Why would I accept his roses and ignore the thorns? Because it’s not easy to weed out the roots that are planted in you, the comments, the images force fed to us, the crippling loneliness, the gaping hole that needs to be filled. Because I was a 100-tonne truck heading for a cliff and he took the wheel long ago. He was the feeling that something missing was finally coming home.
I was so captivated by the body he built for me, I didn't see the hell he managed to trap me in. The beauty he stripped me off, the smiles he robbed from me, the memories he deprived me of; the life Bane tried to take from me.
Bane was a behaviour, not a human. A disorder, not a partner. An illness, not a friend. A source of harm and ruin, not security. Bane was anorexia.
Identifying him, naming him was the first step in weeding out the thoughts he planted in me, separating mine from his, rebuilding my life as my own without him, finding a new sense of security in myself.
I learnt quickly that there was no point in running away because the more I try to run, the harder I pull away the louder he shouts, the faster he chases.

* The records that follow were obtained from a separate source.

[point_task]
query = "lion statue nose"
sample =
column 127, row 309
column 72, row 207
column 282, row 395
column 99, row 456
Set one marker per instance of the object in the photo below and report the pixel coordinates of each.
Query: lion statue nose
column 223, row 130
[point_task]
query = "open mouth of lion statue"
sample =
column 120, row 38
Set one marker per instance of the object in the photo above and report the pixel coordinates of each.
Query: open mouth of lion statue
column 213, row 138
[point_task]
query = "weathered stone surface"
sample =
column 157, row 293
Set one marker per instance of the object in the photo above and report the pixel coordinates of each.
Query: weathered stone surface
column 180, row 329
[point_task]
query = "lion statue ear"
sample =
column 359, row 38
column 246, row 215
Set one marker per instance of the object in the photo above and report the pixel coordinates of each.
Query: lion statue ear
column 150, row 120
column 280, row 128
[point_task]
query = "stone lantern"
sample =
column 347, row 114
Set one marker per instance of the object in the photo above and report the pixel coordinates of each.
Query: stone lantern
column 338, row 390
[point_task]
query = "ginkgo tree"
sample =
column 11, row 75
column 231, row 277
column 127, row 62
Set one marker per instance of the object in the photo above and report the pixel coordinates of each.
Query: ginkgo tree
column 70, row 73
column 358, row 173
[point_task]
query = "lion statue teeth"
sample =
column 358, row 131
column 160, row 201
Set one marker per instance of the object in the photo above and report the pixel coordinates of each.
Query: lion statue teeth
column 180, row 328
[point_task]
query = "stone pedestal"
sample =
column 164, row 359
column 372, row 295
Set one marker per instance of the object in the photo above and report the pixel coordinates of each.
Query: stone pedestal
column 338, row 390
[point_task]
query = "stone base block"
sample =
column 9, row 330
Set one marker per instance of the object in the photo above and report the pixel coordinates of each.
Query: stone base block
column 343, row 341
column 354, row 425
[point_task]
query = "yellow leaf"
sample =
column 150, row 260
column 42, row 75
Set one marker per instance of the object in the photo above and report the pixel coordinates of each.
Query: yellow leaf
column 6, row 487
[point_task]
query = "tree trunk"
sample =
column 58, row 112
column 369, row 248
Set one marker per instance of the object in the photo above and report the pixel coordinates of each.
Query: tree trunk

Today, I learnt to let him come through, destroying my world. I learnt to swallow my tears, to put down the razor blade, to walk away from the mirror and when those pieces are put back together, yes, he came through again, darker, stronger.
But I knew how to pick up the pieces, I was getting better. I learnt to remember where certain pieces went, I learnt how to get them to stay together longer, I had people to help me hold them in place, to withstand his force.
Today, he was quiet. He let me go out with my friends, I laughed, I ate, I talked. I didn't feel sick, I didn't want to rip all the fat off my body, I didn't feel a crushing and irrational sense of worthlessness, but I felt him, hiding in the shadows. He doesn't get quieter, but I can stop listening, yell back. He doesn't stop coming through like a cyclone but I now I know how to rebuild. He doesn't stop trying to drown me in darkness but my life is now full of small rays of sunshine that I latch on to in the darkest days, he doesn't stop fighting but I get stronger.
Today, I lay in bed, my chest floods with the melody that is my healthy heart beat, with each beat I think of a new opportunity life may give me. My brain is quiet, giving me time to reflect, to let my thoughts wander. I find peace, not in the certainty of drifting away from life but in the uncertainty of driving head first into it. I may be a victim of brain that failed me, I may have had to fight to leave a toxic relationship with myself, I may constantly be questioning what thoughts are my own, I may never feel good enough, I may have to try and silence the thousand thoughts crashing through my mind, I may have to fight every day and sometimes. I may cry, sometimes I may listen, sometimes I may lose. But I have more victories. Because I show up; even when I feel weak. I speak; even though my voice is shaking. I step forward; even though my knees tremble, I hit back even when I have no strength and I continue to walk outside of my comfort zone, every second of every day.